The voice '.....you should have read the small print. there are NO RETURNS, from where you will be going. The CONSEQUENCES for not reading this small print are, that in buying this macintosh, you have submitted yourself to becoming a permanent macintosh slave on the female dominated Planet of Macmac. To be used and abused by whoever receives you from transportation, which will happen...... The hood closed around me, the collar tightened more......... blackness.

Re: Always check the small print.

Posted: May 6th, 2022, 3:47 pm
by Kaggyfan
A very interesting twist. I can put my hands up to the buying bit. You get almost manic about owning the desired object.
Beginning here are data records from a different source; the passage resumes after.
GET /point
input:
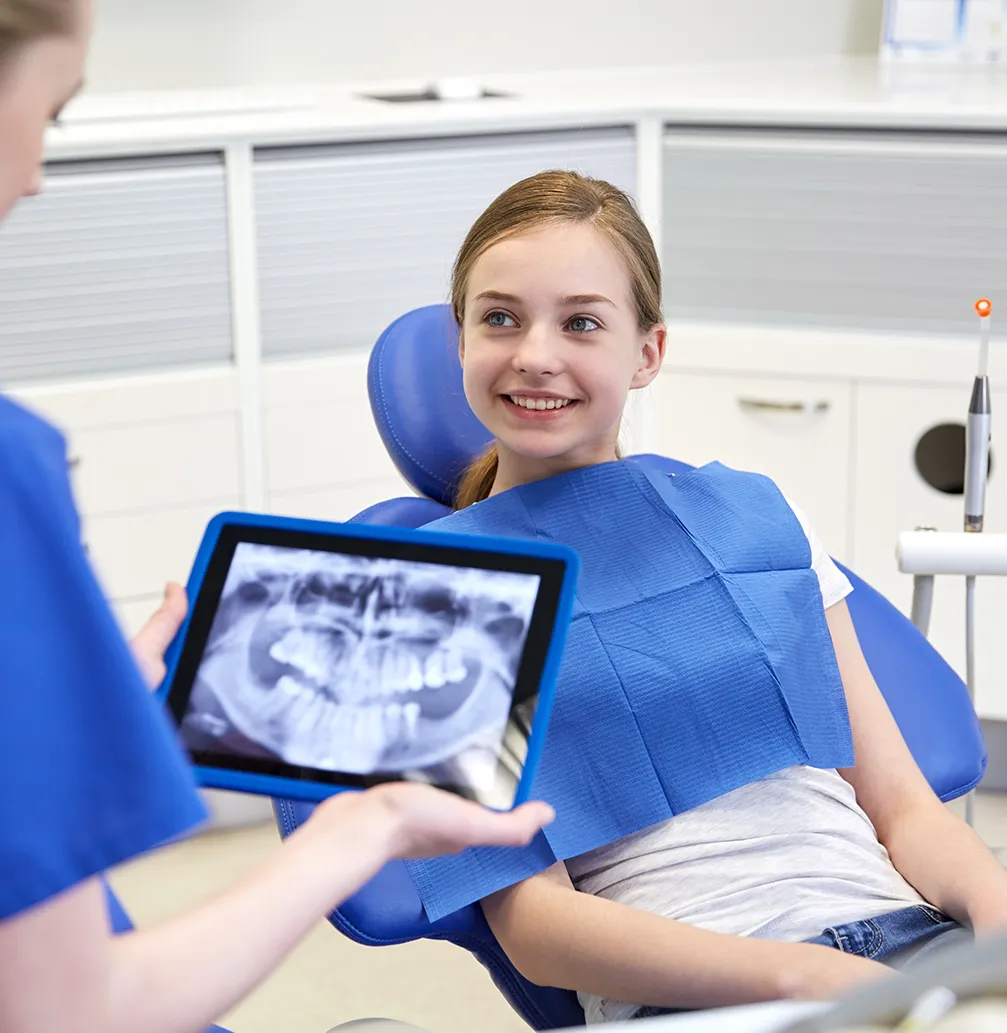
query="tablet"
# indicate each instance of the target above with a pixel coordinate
(320, 657)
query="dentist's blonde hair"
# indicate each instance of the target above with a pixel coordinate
(24, 21)
(556, 197)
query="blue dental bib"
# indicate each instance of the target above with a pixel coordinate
(698, 659)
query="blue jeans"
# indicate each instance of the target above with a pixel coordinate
(900, 939)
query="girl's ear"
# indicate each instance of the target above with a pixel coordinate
(652, 356)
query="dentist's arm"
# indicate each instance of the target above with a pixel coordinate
(61, 969)
(558, 937)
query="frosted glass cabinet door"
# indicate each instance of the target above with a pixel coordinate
(117, 267)
(872, 230)
(892, 496)
(350, 237)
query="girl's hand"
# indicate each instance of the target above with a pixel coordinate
(420, 821)
(155, 636)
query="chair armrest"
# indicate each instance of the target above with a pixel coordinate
(951, 553)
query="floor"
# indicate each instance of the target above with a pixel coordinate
(328, 979)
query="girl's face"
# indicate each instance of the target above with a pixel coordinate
(551, 348)
(35, 83)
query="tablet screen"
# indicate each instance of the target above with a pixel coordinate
(364, 661)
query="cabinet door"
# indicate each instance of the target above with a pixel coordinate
(867, 229)
(116, 267)
(891, 496)
(796, 432)
(153, 459)
(323, 455)
(351, 237)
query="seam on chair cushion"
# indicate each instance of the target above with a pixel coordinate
(387, 421)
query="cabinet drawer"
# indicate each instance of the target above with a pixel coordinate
(891, 496)
(796, 432)
(150, 466)
(318, 428)
(136, 553)
(338, 503)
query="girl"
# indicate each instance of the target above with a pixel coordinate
(89, 773)
(558, 296)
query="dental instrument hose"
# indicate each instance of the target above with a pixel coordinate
(976, 470)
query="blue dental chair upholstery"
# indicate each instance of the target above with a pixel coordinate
(414, 382)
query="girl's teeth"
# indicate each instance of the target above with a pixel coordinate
(539, 403)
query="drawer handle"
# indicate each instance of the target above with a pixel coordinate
(763, 405)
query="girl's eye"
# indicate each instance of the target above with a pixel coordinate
(584, 324)
(499, 319)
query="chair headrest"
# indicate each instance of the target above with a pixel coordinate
(414, 382)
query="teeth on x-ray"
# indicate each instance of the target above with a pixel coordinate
(360, 664)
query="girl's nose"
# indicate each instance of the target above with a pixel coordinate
(536, 355)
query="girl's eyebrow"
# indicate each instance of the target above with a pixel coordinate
(500, 295)
(589, 300)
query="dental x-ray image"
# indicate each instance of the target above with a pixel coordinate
(362, 665)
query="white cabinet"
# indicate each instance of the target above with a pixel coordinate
(323, 456)
(153, 459)
(352, 236)
(890, 496)
(869, 229)
(117, 267)
(796, 432)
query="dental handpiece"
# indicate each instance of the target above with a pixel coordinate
(977, 430)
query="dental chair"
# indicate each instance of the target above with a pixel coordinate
(414, 382)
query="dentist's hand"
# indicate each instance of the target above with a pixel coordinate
(420, 821)
(156, 634)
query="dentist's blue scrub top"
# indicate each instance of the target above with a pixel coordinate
(90, 771)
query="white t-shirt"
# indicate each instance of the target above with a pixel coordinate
(780, 858)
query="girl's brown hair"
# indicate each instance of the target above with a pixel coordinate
(548, 197)
(24, 21)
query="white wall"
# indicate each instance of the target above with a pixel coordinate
(164, 43)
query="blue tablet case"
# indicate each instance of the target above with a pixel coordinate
(223, 778)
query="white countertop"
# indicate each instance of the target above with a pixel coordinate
(837, 92)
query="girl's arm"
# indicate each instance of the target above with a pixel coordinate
(558, 937)
(933, 848)
(61, 969)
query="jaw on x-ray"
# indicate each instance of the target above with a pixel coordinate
(359, 664)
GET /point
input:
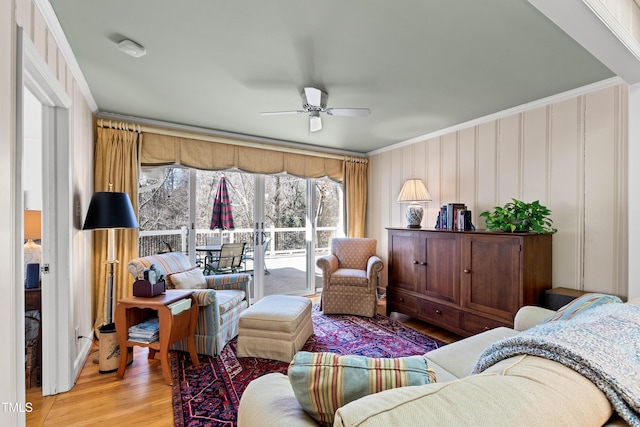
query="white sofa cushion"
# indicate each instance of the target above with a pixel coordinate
(523, 390)
(457, 361)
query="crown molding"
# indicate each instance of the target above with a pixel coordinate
(505, 113)
(189, 131)
(51, 20)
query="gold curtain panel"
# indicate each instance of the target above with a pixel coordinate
(160, 149)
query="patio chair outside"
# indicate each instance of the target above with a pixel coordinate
(249, 256)
(229, 260)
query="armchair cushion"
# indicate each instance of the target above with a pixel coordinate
(353, 253)
(350, 276)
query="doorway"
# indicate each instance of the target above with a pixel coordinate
(62, 361)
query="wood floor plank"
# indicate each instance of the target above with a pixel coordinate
(140, 398)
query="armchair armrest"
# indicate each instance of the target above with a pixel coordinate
(238, 281)
(328, 264)
(205, 297)
(529, 316)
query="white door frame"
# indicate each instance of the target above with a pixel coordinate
(60, 365)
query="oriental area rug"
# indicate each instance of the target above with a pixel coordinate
(209, 394)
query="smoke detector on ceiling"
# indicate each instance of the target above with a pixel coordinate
(132, 48)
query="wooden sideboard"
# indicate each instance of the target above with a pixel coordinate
(466, 281)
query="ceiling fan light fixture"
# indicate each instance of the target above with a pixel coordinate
(315, 123)
(132, 48)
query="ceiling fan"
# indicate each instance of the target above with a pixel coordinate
(314, 102)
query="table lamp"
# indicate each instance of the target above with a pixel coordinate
(414, 191)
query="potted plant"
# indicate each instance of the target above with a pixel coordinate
(518, 216)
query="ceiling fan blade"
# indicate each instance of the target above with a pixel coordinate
(314, 96)
(353, 112)
(280, 113)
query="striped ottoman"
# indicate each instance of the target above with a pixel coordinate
(275, 327)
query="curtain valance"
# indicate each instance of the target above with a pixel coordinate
(158, 149)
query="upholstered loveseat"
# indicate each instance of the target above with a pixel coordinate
(221, 298)
(523, 390)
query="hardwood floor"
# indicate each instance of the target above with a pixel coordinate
(141, 397)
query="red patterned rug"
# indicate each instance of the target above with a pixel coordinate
(209, 395)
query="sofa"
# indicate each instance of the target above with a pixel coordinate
(221, 298)
(518, 390)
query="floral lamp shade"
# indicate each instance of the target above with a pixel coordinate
(413, 192)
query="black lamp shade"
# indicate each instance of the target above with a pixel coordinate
(110, 210)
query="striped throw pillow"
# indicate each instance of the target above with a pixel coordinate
(324, 382)
(581, 304)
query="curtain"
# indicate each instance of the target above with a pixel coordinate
(204, 154)
(355, 194)
(116, 163)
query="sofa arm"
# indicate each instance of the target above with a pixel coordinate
(269, 401)
(228, 281)
(529, 316)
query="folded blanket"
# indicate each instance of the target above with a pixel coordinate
(602, 344)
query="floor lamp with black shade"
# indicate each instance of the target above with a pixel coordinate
(109, 210)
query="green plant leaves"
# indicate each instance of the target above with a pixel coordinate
(518, 216)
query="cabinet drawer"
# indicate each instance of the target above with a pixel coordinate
(440, 314)
(475, 324)
(401, 302)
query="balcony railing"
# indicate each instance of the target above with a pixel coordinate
(283, 241)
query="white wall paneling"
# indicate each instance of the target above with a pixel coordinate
(569, 154)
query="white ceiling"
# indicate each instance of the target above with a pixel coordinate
(419, 65)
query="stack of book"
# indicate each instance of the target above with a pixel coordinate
(145, 332)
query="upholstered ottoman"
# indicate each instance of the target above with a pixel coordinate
(275, 327)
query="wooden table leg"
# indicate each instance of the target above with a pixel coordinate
(164, 317)
(122, 332)
(192, 329)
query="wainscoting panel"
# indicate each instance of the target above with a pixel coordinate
(570, 155)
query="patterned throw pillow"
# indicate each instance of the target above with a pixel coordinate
(188, 279)
(323, 382)
(581, 304)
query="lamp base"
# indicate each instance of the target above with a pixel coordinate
(414, 215)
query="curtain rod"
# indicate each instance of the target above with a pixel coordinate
(113, 124)
(233, 141)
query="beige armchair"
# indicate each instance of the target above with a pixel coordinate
(350, 277)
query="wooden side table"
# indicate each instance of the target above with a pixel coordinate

Impulse buying at its worst! (Or best?!)

Re: Always check the small print.

Posted: May 8th, 2022, 2:34 pm
by Klepperman
Ive got a wardrobe full of impulse buys!!!

Re: Always check the small print.

Posted: May 10th, 2022, 11:29 pm
by Kaggyfan
You and me both. I think ebay, vinted and the rest should be banned. Im sure half the bidders for shiny rainwear come from this forum!

Re: Always check the small print.

Posted: May 13th, 2022, 11:00 pm
by pvcbliss
I like this. Anything with a slight alien twist I always find interesting. It would be nice to read of a possible conclusion?